NASA announced the discovery on Thursday, saying that the binary star, LMC P3, was identified using the Fermi Gamma-ray Space Telescope, as well as other facilities.
"Fermi has detected only five of these systems in our own galaxy, so finding one so luminous and distant is quite exciting," reads a statement from the space agency.
"Gamma-ray binaries are prized because the gamma-ray output changes significantly during each orbit and sometimes over longer time scales.

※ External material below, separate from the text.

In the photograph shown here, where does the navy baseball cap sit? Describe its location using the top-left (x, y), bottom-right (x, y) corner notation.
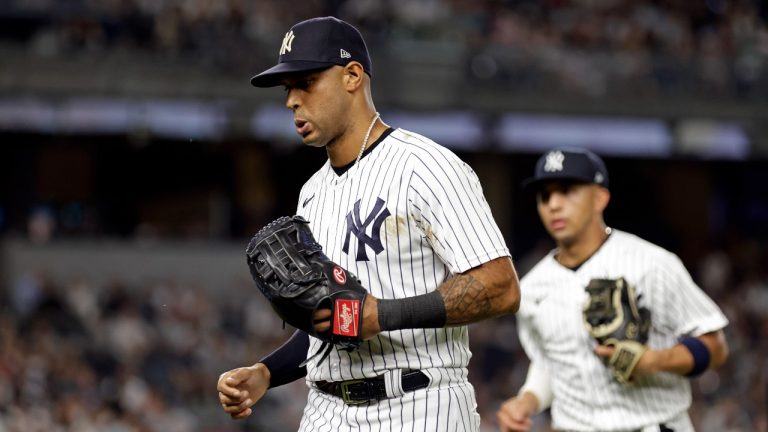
top-left (250, 17), bottom-right (372, 88)
top-left (523, 147), bottom-right (609, 190)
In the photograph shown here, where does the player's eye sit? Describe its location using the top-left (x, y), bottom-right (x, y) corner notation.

This variation lets us study many of the emission processes common to other gamma-ray sources in unique detail."
The binary system rests in a region of space known as the Large Magellanic Cloud.
The system was first spotted in 2012, but LMC P3 was misidentified as a high-mass X-ray binary.
"The [normal] star is between 25 and 40 times the sun’s mass, and if we’re viewing the system at an angle midway between face-on and edge-on, which seems most likely, its companion is a neutron star about twice the sun’s mass," said Jay Strader, a member of the research, according to Raw Story.
Gamma-ray bursts have also been useful for NASA’s Swift observatory to investigate a number of unidentified radio sources detected in outer space.
"We have investigated a group of unassociated radio sources included in the 3CR catalog to increase the multi-frequency information on them and possibly obtain an identification," reads the paper published in arXiv.org earlier this month.
Researchers spent four months observing gamma-ray sources, determining that nine sources feature a substantial emission in the soft X-ray band.
“"After conducting Swift observations of 21 bright NVSS [NRAO VLA Sky Survey] sources corresponding to 3CR sources classified as unassociated in the third update of the 3CR catalogue, we have obtained new X-ray detections for nine of them," the paper states.
All in all, a good week for space exploration, and gamma rays in particular.